“Akhirnya datang juga Lo, Len!” seruan itu langsung menggema saat Selena masuk ke dalam kelasnya. Ia melihat jam tangannya. 6.28. Nyaris saja dia terlambat. Untung jalanan sepi dan supir bus yang ia tumpangi mengendarai dengan cepat. Selena hanya tersenyum tipis. Ia tahu mereka tidak benar-benar mengharapkan dirinya datang ke sekolah sebagai teman. Yah, mungkin hanya sebagian yang menganggapnya sebagai teman. Mungkin juga tidak. Entahlah. Selena tak mau ambil pusing. Ia berjalan ke tempat duduknya kemudian mengeluarkan beberapa kliping yang daritadi ditunggu oleh “teman-temannya” itu. Inilah profesi sampingan Selena. Mengerjakan tugas sekolah temannya. Ia tidak masalah karena itu. Dengan begini Ia bisa dapat uang. Tentu saja mereka membayarnya. Selena tidak mau mengerjakannya percuma. Yah, lumayan hasilnya dari pada dia harus menjajakan tubuhnya seperti apa yang sebagian anak miskin seperti dirinya lakukan.
“Bodoh! Mau aja dibudakin suruh bikin tugas.” itu suara Aldo. Selena mengalihkan wajah kearahnya.
“Lo ngatain gue?” Aldo menyeringai mengahadap Selena.
“Ngerasa? Baguslah.” Selena menutup mata sejenak. Kemudian menghembuskan nafas. Terserahlah dia mau bicara apa. Ia tidak perduli. Lelaki itu hanya iri pada dirinya karena selalu kalah saing. Ingin rasanya Selena menghajar wajahnya.
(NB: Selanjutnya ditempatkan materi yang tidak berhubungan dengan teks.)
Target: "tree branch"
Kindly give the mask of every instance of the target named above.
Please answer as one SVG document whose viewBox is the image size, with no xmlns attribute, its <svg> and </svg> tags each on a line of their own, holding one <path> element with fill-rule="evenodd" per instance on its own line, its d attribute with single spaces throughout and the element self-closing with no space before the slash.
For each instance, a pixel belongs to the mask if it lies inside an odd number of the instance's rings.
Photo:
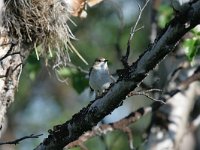
<svg viewBox="0 0 200 150">
<path fill-rule="evenodd" d="M 126 95 L 147 76 L 147 73 L 173 51 L 180 38 L 199 23 L 199 10 L 200 1 L 197 1 L 187 11 L 185 21 L 180 21 L 178 17 L 175 17 L 155 42 L 130 66 L 129 70 L 126 70 L 126 74 L 120 77 L 103 97 L 92 101 L 71 120 L 49 130 L 48 137 L 36 150 L 62 149 L 85 131 L 91 130 L 102 118 L 117 108 Z M 186 22 L 190 22 L 187 28 L 184 26 Z"/>
<path fill-rule="evenodd" d="M 13 141 L 8 141 L 8 142 L 0 142 L 0 145 L 5 145 L 5 144 L 19 144 L 19 142 L 25 140 L 25 139 L 33 139 L 33 138 L 39 138 L 39 136 L 42 136 L 43 134 L 38 134 L 38 135 L 34 135 L 34 134 L 31 134 L 29 136 L 24 136 L 22 138 L 19 138 L 19 139 L 16 139 L 16 140 L 13 140 Z"/>
</svg>

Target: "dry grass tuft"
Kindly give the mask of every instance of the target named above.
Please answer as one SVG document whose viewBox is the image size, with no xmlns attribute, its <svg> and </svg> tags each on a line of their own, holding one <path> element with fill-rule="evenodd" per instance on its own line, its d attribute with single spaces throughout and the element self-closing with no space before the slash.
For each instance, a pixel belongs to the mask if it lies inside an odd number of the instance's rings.
<svg viewBox="0 0 200 150">
<path fill-rule="evenodd" d="M 61 0 L 5 0 L 4 24 L 19 42 L 34 43 L 38 58 L 54 55 L 66 64 L 71 51 L 87 64 L 70 42 L 69 9 Z"/>
</svg>

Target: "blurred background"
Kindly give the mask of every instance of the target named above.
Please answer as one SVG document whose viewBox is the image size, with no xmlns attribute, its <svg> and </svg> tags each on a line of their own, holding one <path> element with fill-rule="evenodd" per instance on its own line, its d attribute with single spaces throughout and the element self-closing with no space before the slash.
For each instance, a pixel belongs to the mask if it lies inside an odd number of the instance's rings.
<svg viewBox="0 0 200 150">
<path fill-rule="evenodd" d="M 140 2 L 141 6 L 144 5 L 144 1 Z M 155 0 L 154 3 L 159 2 Z M 151 42 L 154 11 L 157 11 L 157 17 L 154 19 L 160 28 L 165 26 L 170 17 L 173 17 L 173 10 L 168 1 L 158 6 L 156 8 L 155 4 L 149 2 L 142 14 L 139 27 L 144 26 L 144 28 L 136 32 L 132 40 L 130 63 L 137 60 Z M 9 108 L 7 130 L 3 134 L 2 141 L 10 141 L 30 134 L 43 134 L 43 136 L 38 139 L 24 140 L 16 146 L 4 145 L 0 149 L 33 149 L 48 135 L 48 129 L 64 123 L 81 108 L 87 106 L 93 97 L 88 87 L 88 75 L 84 71 L 89 70 L 95 58 L 107 58 L 113 74 L 117 69 L 122 68 L 120 57 L 126 52 L 131 27 L 135 24 L 139 14 L 136 1 L 105 0 L 95 7 L 88 8 L 87 13 L 88 16 L 85 19 L 72 18 L 77 26 L 70 21 L 69 26 L 77 38 L 72 41 L 73 45 L 89 65 L 84 64 L 76 54 L 70 53 L 73 66 L 62 66 L 55 70 L 51 58 L 46 64 L 43 58 L 38 61 L 35 53 L 32 53 L 24 66 L 16 92 L 16 100 Z M 81 67 L 84 71 L 79 71 L 77 67 Z M 153 82 L 151 76 L 145 79 L 145 82 L 150 85 Z M 128 98 L 123 106 L 107 116 L 104 122 L 117 121 L 131 111 L 150 103 L 152 101 L 143 96 Z M 149 124 L 150 117 L 151 115 L 147 115 L 131 126 L 134 146 L 139 149 L 142 149 L 142 135 Z M 127 135 L 121 131 L 111 132 L 103 139 L 94 137 L 85 144 L 89 150 L 129 148 Z"/>
</svg>

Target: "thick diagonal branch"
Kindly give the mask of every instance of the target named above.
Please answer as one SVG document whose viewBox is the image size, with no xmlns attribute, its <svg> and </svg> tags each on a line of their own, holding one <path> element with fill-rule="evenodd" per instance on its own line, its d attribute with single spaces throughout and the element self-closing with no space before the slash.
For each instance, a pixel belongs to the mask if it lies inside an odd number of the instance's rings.
<svg viewBox="0 0 200 150">
<path fill-rule="evenodd" d="M 147 73 L 174 49 L 181 37 L 199 23 L 199 10 L 200 1 L 197 1 L 186 13 L 184 21 L 174 18 L 155 42 L 131 65 L 130 70 L 112 85 L 102 98 L 91 102 L 63 125 L 50 130 L 48 138 L 36 150 L 62 149 L 117 108 L 126 95 L 147 76 Z M 187 28 L 186 22 L 190 24 Z"/>
</svg>

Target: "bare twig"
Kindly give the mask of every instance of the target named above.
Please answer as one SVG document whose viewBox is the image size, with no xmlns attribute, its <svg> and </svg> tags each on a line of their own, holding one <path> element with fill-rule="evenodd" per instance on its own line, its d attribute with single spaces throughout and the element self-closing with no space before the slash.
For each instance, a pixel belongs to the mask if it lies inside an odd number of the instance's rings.
<svg viewBox="0 0 200 150">
<path fill-rule="evenodd" d="M 137 32 L 137 31 L 141 30 L 142 28 L 144 28 L 144 26 L 139 27 L 139 28 L 137 28 L 137 26 L 138 26 L 138 23 L 139 23 L 139 21 L 141 19 L 142 13 L 143 13 L 145 7 L 147 6 L 148 2 L 149 2 L 149 0 L 146 0 L 146 2 L 145 2 L 143 7 L 141 7 L 140 4 L 137 2 L 137 6 L 139 8 L 139 15 L 138 15 L 138 18 L 136 20 L 135 25 L 131 27 L 131 31 L 130 31 L 130 35 L 129 35 L 129 39 L 128 39 L 128 43 L 127 43 L 126 54 L 125 54 L 125 56 L 122 56 L 122 58 L 121 58 L 121 62 L 122 62 L 122 64 L 123 64 L 125 69 L 129 68 L 128 57 L 130 55 L 130 48 L 131 48 L 130 43 L 131 43 L 131 41 L 132 41 L 132 39 L 134 37 L 134 34 L 135 34 L 135 32 Z"/>
<path fill-rule="evenodd" d="M 190 124 L 190 130 L 195 131 L 200 126 L 200 114 Z"/>
<path fill-rule="evenodd" d="M 25 139 L 33 139 L 33 138 L 39 138 L 39 136 L 42 136 L 43 134 L 38 134 L 38 135 L 34 135 L 34 134 L 31 134 L 29 136 L 24 136 L 22 138 L 19 138 L 19 139 L 16 139 L 16 140 L 13 140 L 13 141 L 8 141 L 8 142 L 0 142 L 0 145 L 5 145 L 5 144 L 19 144 L 19 142 L 25 140 Z"/>
</svg>

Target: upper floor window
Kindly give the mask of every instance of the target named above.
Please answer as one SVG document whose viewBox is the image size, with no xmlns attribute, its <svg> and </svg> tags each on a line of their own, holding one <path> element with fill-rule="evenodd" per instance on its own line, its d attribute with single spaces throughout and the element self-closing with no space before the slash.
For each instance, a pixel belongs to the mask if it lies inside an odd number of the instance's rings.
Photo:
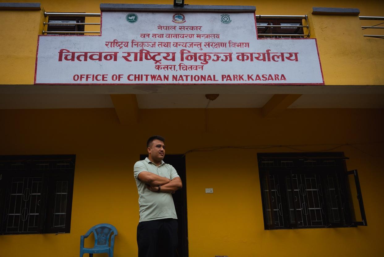
<svg viewBox="0 0 384 257">
<path fill-rule="evenodd" d="M 341 153 L 258 154 L 265 228 L 366 225 L 357 171 L 347 172 L 345 159 Z M 356 221 L 351 175 L 362 222 Z"/>
<path fill-rule="evenodd" d="M 74 155 L 0 156 L 0 234 L 69 233 Z"/>
<path fill-rule="evenodd" d="M 84 23 L 85 21 L 85 17 L 49 16 L 47 31 L 63 32 L 56 34 L 50 33 L 50 35 L 84 35 L 84 33 L 81 32 L 84 31 L 85 26 L 81 23 Z M 66 31 L 78 31 L 80 33 L 66 33 Z"/>
<path fill-rule="evenodd" d="M 303 35 L 303 21 L 301 19 L 283 18 L 257 18 L 257 34 L 258 37 L 266 38 L 303 38 L 304 36 L 291 36 Z M 298 27 L 295 27 L 298 26 Z M 263 34 L 280 34 L 280 35 Z M 286 35 L 285 35 L 284 34 Z"/>
</svg>

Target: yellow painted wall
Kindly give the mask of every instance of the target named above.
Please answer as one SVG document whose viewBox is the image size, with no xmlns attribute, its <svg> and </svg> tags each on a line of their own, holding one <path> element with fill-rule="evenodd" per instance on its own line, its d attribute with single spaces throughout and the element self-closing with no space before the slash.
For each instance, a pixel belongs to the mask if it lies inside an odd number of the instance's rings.
<svg viewBox="0 0 384 257">
<path fill-rule="evenodd" d="M 384 81 L 383 40 L 361 36 L 357 17 L 312 16 L 310 11 L 314 6 L 358 8 L 361 15 L 382 16 L 384 6 L 379 2 L 214 0 L 209 3 L 255 5 L 257 13 L 262 15 L 308 14 L 326 84 L 365 85 Z M 48 12 L 100 11 L 97 1 L 40 2 Z M 42 11 L 0 10 L 0 32 L 7 35 L 0 40 L 0 85 L 33 83 L 37 35 L 44 18 Z M 227 149 L 188 154 L 189 254 L 191 257 L 293 256 L 299 251 L 303 256 L 384 255 L 384 195 L 378 194 L 384 180 L 383 110 L 288 109 L 281 117 L 265 118 L 261 109 L 209 109 L 208 132 L 205 112 L 141 110 L 138 125 L 124 126 L 113 109 L 0 110 L 0 154 L 76 157 L 71 233 L 0 235 L 0 257 L 78 256 L 80 235 L 101 222 L 112 224 L 119 231 L 115 256 L 136 255 L 138 205 L 132 166 L 139 155 L 146 152 L 147 138 L 155 134 L 166 139 L 169 154 L 201 147 L 255 145 L 305 145 L 296 147 L 319 151 L 334 146 L 331 144 L 377 142 L 357 145 L 373 156 L 350 146 L 334 150 L 350 157 L 349 169 L 359 171 L 369 225 L 358 228 L 264 230 L 257 153 L 293 149 Z M 163 117 L 156 125 L 151 118 L 155 113 Z M 205 194 L 208 187 L 214 188 L 214 194 Z M 102 204 L 95 208 L 95 203 Z"/>
<path fill-rule="evenodd" d="M 4 0 L 1 2 L 8 2 Z M 16 1 L 22 2 L 36 1 Z M 99 1 L 41 1 L 47 12 L 100 12 Z M 126 3 L 121 0 L 102 1 L 103 3 Z M 187 1 L 189 4 L 207 4 L 206 1 Z M 383 40 L 362 36 L 362 22 L 357 16 L 313 15 L 313 7 L 356 8 L 361 15 L 382 16 L 382 1 L 358 0 L 334 1 L 255 1 L 214 0 L 211 5 L 255 6 L 260 15 L 309 15 L 312 37 L 317 38 L 320 59 L 326 85 L 381 85 L 384 79 L 384 48 Z M 131 3 L 166 3 L 171 2 L 136 1 Z M 44 18 L 38 11 L 0 10 L 2 35 L 7 40 L 0 41 L 0 84 L 31 84 L 33 83 L 37 35 L 41 33 Z M 98 18 L 87 17 L 87 22 Z M 363 22 L 365 22 L 363 21 Z M 379 23 L 379 22 L 378 22 Z M 366 24 L 366 23 L 364 24 Z M 97 31 L 98 26 L 88 26 L 86 30 Z M 374 31 L 372 31 L 374 30 Z M 380 33 L 371 30 L 371 33 Z"/>
<path fill-rule="evenodd" d="M 165 137 L 168 154 L 255 145 L 308 145 L 296 147 L 318 151 L 334 145 L 312 145 L 381 142 L 355 145 L 379 158 L 349 146 L 334 150 L 350 158 L 349 169 L 359 170 L 366 227 L 264 230 L 257 154 L 297 152 L 291 149 L 192 152 L 186 162 L 191 257 L 382 256 L 384 111 L 288 109 L 266 119 L 260 109 L 209 109 L 207 132 L 204 109 L 141 110 L 139 124 L 128 125 L 119 124 L 113 109 L 0 110 L 0 154 L 76 154 L 71 233 L 1 235 L 0 256 L 76 256 L 80 235 L 102 222 L 118 228 L 116 257 L 135 256 L 132 167 L 155 134 Z M 163 117 L 156 124 L 155 113 Z M 213 194 L 205 193 L 209 187 Z"/>
</svg>

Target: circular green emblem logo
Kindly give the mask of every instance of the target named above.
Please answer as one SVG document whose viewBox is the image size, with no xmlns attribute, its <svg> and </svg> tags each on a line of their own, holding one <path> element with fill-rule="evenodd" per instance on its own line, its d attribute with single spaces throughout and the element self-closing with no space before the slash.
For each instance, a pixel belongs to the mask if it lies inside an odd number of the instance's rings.
<svg viewBox="0 0 384 257">
<path fill-rule="evenodd" d="M 125 17 L 125 19 L 129 23 L 135 23 L 139 20 L 139 17 L 136 13 L 128 13 Z"/>
<path fill-rule="evenodd" d="M 221 22 L 223 23 L 227 24 L 232 21 L 231 18 L 228 14 L 222 14 L 221 15 Z"/>
</svg>

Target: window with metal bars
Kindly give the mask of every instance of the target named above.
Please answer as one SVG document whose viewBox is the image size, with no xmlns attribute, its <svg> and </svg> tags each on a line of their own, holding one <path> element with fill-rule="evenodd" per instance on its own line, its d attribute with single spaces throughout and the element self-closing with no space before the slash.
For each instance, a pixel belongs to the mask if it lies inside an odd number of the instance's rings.
<svg viewBox="0 0 384 257">
<path fill-rule="evenodd" d="M 0 233 L 69 233 L 75 159 L 0 156 Z"/>
<path fill-rule="evenodd" d="M 298 38 L 303 36 L 293 36 L 291 35 L 303 35 L 304 30 L 302 27 L 303 21 L 301 19 L 257 19 L 257 34 L 259 38 Z M 273 26 L 273 25 L 275 25 Z M 284 27 L 285 26 L 288 27 Z M 264 27 L 265 26 L 265 27 Z M 279 34 L 280 35 L 266 34 Z M 287 35 L 284 35 L 286 34 Z"/>
<path fill-rule="evenodd" d="M 367 225 L 357 170 L 342 153 L 258 154 L 265 228 Z M 354 179 L 362 221 L 356 220 L 348 176 Z"/>
<path fill-rule="evenodd" d="M 57 33 L 50 33 L 50 35 L 84 35 L 82 32 L 84 31 L 85 26 L 83 23 L 85 21 L 85 17 L 50 16 L 47 30 L 58 32 Z M 78 31 L 79 33 L 66 33 L 66 31 Z"/>
</svg>

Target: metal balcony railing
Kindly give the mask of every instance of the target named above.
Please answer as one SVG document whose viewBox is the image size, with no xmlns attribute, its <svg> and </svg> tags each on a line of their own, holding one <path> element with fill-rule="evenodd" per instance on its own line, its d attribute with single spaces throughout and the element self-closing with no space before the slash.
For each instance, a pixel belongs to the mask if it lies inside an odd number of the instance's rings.
<svg viewBox="0 0 384 257">
<path fill-rule="evenodd" d="M 384 17 L 380 16 L 359 16 L 360 20 L 384 20 Z M 377 27 L 379 25 L 384 24 L 384 22 L 372 26 L 362 26 L 362 30 L 367 29 L 384 28 L 384 27 Z M 384 35 L 364 35 L 364 37 L 376 37 L 379 38 L 384 38 Z"/>
<path fill-rule="evenodd" d="M 46 17 L 54 17 L 55 18 L 57 17 L 63 17 L 63 18 L 66 18 L 66 19 L 68 19 L 68 17 L 70 18 L 78 18 L 78 17 L 100 17 L 100 13 L 70 13 L 70 12 L 44 12 L 44 15 Z M 60 23 L 55 22 L 45 22 L 43 23 L 43 25 L 44 25 L 44 28 L 43 30 L 43 34 L 84 34 L 84 33 L 96 33 L 99 34 L 100 31 L 84 31 L 81 30 L 76 30 L 76 31 L 66 31 L 65 29 L 66 28 L 71 27 L 74 27 L 75 28 L 78 28 L 79 26 L 84 26 L 85 25 L 100 25 L 100 23 L 99 22 L 95 23 L 95 22 L 77 22 L 78 20 L 76 21 L 71 21 L 72 22 L 61 22 Z M 57 28 L 58 26 L 63 26 L 60 28 L 63 29 L 60 30 L 57 30 L 57 31 L 50 30 L 49 29 L 50 26 L 55 26 Z M 66 26 L 66 27 L 65 27 Z"/>
</svg>

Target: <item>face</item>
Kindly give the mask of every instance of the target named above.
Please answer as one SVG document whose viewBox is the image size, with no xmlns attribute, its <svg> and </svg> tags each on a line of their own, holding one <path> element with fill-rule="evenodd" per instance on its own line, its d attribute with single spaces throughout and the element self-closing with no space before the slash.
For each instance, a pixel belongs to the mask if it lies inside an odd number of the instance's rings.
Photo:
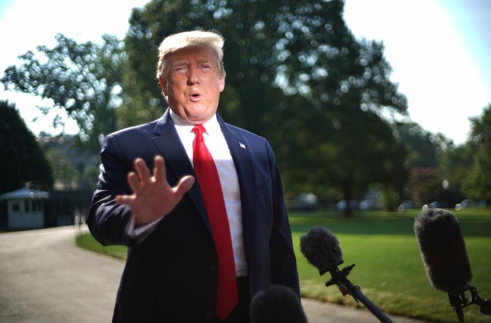
<svg viewBox="0 0 491 323">
<path fill-rule="evenodd" d="M 190 47 L 168 55 L 160 82 L 173 112 L 189 123 L 200 124 L 217 112 L 225 76 L 220 75 L 213 49 Z"/>
</svg>

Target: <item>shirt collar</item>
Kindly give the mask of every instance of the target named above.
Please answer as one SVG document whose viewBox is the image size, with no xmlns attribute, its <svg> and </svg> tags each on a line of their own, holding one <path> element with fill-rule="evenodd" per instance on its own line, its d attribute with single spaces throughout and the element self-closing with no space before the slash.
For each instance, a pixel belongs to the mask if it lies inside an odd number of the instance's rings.
<svg viewBox="0 0 491 323">
<path fill-rule="evenodd" d="M 170 114 L 170 119 L 172 119 L 172 121 L 174 122 L 176 127 L 183 127 L 184 128 L 186 128 L 186 130 L 187 128 L 188 127 L 189 131 L 190 132 L 191 130 L 193 129 L 194 125 L 186 122 L 184 119 L 175 113 L 172 109 L 169 110 Z M 203 125 L 205 127 L 205 129 L 206 130 L 206 132 L 208 133 L 208 134 L 210 136 L 214 134 L 217 133 L 217 132 L 221 132 L 222 131 L 221 129 L 220 129 L 220 123 L 218 123 L 218 120 L 217 119 L 216 114 L 213 115 L 213 116 L 211 117 L 209 120 L 203 123 Z"/>
</svg>

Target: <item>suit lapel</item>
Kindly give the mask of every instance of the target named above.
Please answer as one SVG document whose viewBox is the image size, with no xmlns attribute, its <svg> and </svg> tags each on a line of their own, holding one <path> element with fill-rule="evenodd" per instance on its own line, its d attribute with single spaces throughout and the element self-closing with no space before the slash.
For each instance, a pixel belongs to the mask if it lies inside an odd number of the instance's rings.
<svg viewBox="0 0 491 323">
<path fill-rule="evenodd" d="M 255 213 L 252 208 L 255 205 L 255 177 L 250 155 L 252 147 L 238 132 L 224 122 L 218 114 L 217 118 L 220 125 L 222 133 L 227 141 L 236 169 L 237 170 L 241 192 L 244 249 L 246 256 L 248 257 L 250 255 L 248 254 L 247 251 L 250 250 L 250 248 L 248 248 L 249 240 L 247 234 L 252 231 L 249 229 L 251 228 L 249 223 L 254 221 L 252 217 Z M 248 261 L 249 260 L 250 260 L 248 259 Z"/>
<path fill-rule="evenodd" d="M 156 136 L 153 138 L 152 140 L 160 151 L 165 161 L 165 164 L 176 175 L 176 179 L 178 179 L 188 175 L 193 175 L 196 178 L 196 175 L 195 174 L 194 169 L 191 165 L 184 147 L 181 142 L 177 132 L 176 131 L 168 109 L 159 120 L 154 133 Z M 211 234 L 211 230 L 206 214 L 204 202 L 197 181 L 195 182 L 195 184 L 187 194 L 196 206 Z"/>
</svg>

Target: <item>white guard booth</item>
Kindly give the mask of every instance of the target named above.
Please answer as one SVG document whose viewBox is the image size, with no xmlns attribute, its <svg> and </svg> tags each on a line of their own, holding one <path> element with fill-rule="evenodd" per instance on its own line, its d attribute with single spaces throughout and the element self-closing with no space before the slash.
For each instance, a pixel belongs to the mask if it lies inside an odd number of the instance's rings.
<svg viewBox="0 0 491 323">
<path fill-rule="evenodd" d="M 24 187 L 0 195 L 7 201 L 10 229 L 42 228 L 45 225 L 45 200 L 50 193 Z"/>
</svg>

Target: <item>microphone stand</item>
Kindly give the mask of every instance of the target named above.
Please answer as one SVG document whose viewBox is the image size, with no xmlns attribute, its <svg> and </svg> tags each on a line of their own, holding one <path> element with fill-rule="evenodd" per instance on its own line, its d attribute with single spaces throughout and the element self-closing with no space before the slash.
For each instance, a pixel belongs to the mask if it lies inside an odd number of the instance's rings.
<svg viewBox="0 0 491 323">
<path fill-rule="evenodd" d="M 471 295 L 465 294 L 466 291 L 470 292 Z M 491 315 L 491 300 L 487 298 L 483 299 L 479 297 L 479 293 L 477 289 L 473 286 L 469 287 L 461 293 L 449 293 L 450 305 L 452 308 L 455 310 L 457 317 L 462 323 L 464 322 L 464 311 L 462 309 L 471 304 L 476 304 L 479 306 L 482 314 Z"/>
<path fill-rule="evenodd" d="M 343 262 L 341 260 L 341 263 L 339 264 L 340 265 Z M 343 296 L 346 296 L 348 294 L 351 295 L 357 303 L 361 302 L 362 304 L 365 305 L 365 307 L 368 309 L 380 322 L 382 322 L 383 323 L 394 323 L 385 313 L 382 312 L 379 308 L 375 306 L 375 305 L 372 303 L 372 301 L 361 292 L 361 290 L 360 289 L 359 287 L 355 286 L 349 279 L 346 278 L 346 276 L 349 274 L 350 272 L 351 271 L 351 269 L 353 269 L 353 267 L 354 266 L 355 264 L 353 264 L 339 270 L 336 266 L 334 268 L 331 268 L 331 269 L 321 271 L 319 272 L 319 273 L 321 276 L 327 271 L 329 271 L 331 273 L 331 278 L 326 283 L 326 287 L 329 287 L 334 284 L 337 285 L 338 288 L 339 288 L 339 291 L 341 292 L 341 293 L 343 294 Z"/>
</svg>

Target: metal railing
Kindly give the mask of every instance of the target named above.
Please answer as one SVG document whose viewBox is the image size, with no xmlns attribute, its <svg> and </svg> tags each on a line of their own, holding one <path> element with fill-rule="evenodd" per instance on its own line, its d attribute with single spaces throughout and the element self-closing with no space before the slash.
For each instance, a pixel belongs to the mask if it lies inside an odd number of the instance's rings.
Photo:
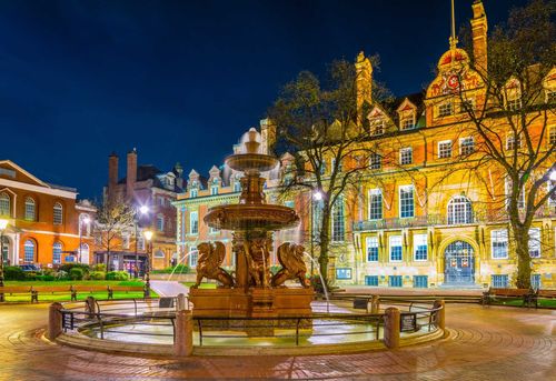
<svg viewBox="0 0 556 381">
<path fill-rule="evenodd" d="M 344 298 L 349 302 L 355 298 Z M 400 310 L 400 332 L 423 333 L 438 329 L 438 311 L 430 301 L 380 299 L 383 308 Z M 186 305 L 189 305 L 187 303 Z M 176 309 L 160 308 L 158 300 L 95 301 L 63 304 L 62 330 L 82 332 L 101 340 L 125 334 L 130 343 L 176 341 Z M 384 339 L 385 312 L 312 313 L 292 317 L 193 317 L 198 345 L 252 345 L 250 339 L 277 340 L 279 345 L 305 343 L 370 342 Z M 133 325 L 130 328 L 130 325 Z M 141 327 L 141 329 L 137 329 Z M 162 339 L 152 339 L 159 337 Z M 137 338 L 137 340 L 135 339 Z M 148 339 L 150 338 L 150 339 Z M 121 338 L 120 338 L 121 339 Z M 249 340 L 245 340 L 249 339 Z"/>
</svg>

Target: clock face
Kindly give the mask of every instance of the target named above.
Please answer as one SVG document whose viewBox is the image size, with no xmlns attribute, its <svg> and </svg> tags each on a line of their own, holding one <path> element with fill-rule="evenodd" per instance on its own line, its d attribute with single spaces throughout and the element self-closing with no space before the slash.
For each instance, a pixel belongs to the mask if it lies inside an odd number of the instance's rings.
<svg viewBox="0 0 556 381">
<path fill-rule="evenodd" d="M 459 86 L 459 80 L 456 74 L 448 77 L 448 87 L 450 89 L 457 89 L 458 86 Z"/>
</svg>

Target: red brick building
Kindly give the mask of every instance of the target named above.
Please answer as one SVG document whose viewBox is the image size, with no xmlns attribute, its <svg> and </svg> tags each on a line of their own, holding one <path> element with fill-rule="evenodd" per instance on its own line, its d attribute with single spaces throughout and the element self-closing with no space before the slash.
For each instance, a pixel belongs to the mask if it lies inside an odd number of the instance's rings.
<svg viewBox="0 0 556 381">
<path fill-rule="evenodd" d="M 10 160 L 0 161 L 0 218 L 9 220 L 4 263 L 42 268 L 89 263 L 92 238 L 86 222 L 93 220 L 96 209 L 87 201 L 77 202 L 77 194 L 76 189 L 44 182 Z"/>
</svg>

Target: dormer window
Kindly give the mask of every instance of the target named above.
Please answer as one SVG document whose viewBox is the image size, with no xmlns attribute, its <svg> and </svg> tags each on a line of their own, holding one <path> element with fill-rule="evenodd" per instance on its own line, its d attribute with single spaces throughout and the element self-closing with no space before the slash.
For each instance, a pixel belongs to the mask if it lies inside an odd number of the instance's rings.
<svg viewBox="0 0 556 381">
<path fill-rule="evenodd" d="M 415 117 L 413 114 L 405 117 L 404 119 L 401 119 L 400 126 L 401 130 L 410 130 L 415 128 Z"/>
<path fill-rule="evenodd" d="M 454 107 L 451 106 L 451 102 L 445 102 L 438 106 L 439 118 L 449 117 L 453 113 L 454 113 Z"/>
</svg>

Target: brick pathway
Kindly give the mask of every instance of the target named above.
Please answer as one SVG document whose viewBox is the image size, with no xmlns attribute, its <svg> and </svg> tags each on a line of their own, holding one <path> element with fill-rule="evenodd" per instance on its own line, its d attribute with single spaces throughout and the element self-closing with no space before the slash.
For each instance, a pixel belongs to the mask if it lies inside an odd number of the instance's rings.
<svg viewBox="0 0 556 381">
<path fill-rule="evenodd" d="M 556 380 L 556 311 L 448 304 L 451 335 L 396 351 L 135 358 L 40 339 L 47 305 L 0 307 L 0 380 Z"/>
</svg>

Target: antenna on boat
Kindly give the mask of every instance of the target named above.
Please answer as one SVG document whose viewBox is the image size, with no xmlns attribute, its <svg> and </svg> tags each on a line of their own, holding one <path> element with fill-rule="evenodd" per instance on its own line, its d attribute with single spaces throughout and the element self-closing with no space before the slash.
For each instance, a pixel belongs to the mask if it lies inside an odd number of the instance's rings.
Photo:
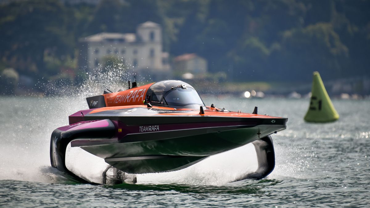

Tentu saja Ia tahan. Ia tidak mau kehilangan beasiswa yang Ia dapat hanya karena lelaki manja seperti Aldo. Lagipula masalahnya kalau Ia mau dibudakin membuat tugas oleh anak-anak satu kelas? Kenapa Ia harus repot. Yang membuat tugas kan dirinya. Selena tidak pernah membuat Aldo untuk membantunya membuat tugas teman-temannya. Lalu apa masalahnya? Aldo kembali berujar. Kali ini lebih pedas kata-katanya. Selena bodoh katanya. Dia bukan membantu tetapi malah menjerumuskan teman-temannya. Selena kehabisan kesabaran. Ia menghampiri Aldo kemudian menggebrak mejanya. Tidak ada yang kaget dan berusaha memisahkan pertengkaran antar mereka. semuanya hanya diam kemudian berpaling dan duduk di bangku masing-masing. Anak-anak satu kelas mereka sudah biasa dengan kejadian seperti ini. Mereka sudah bosan melihat kedua anak jenius itu bertengkar. Bahkan hanya karena hal sepele. Mereka tidak heran. Justru mereka heran kalau dua anak itu tidak bertengkar. Bel sekolah berbunyi. Pak Santoso memasuki ruang kelas mereka. Selena segera kembali ke tempatnya. Ia duduk bersama sahabatnya, Tari. Mungkin Ia hanya satu-satunya yang mau berteman tulus dengan dirinya. Tanpa embel-embel minta dibuatkan tugas. Tari yang paling tulus diantara semuanya. Anak-anak sekolah ini mayoritas orang berada. Maka dari itu Selena agak segan bersekolah disini. Tapi sudahlah. Sebentar lagi juga Ia lulus.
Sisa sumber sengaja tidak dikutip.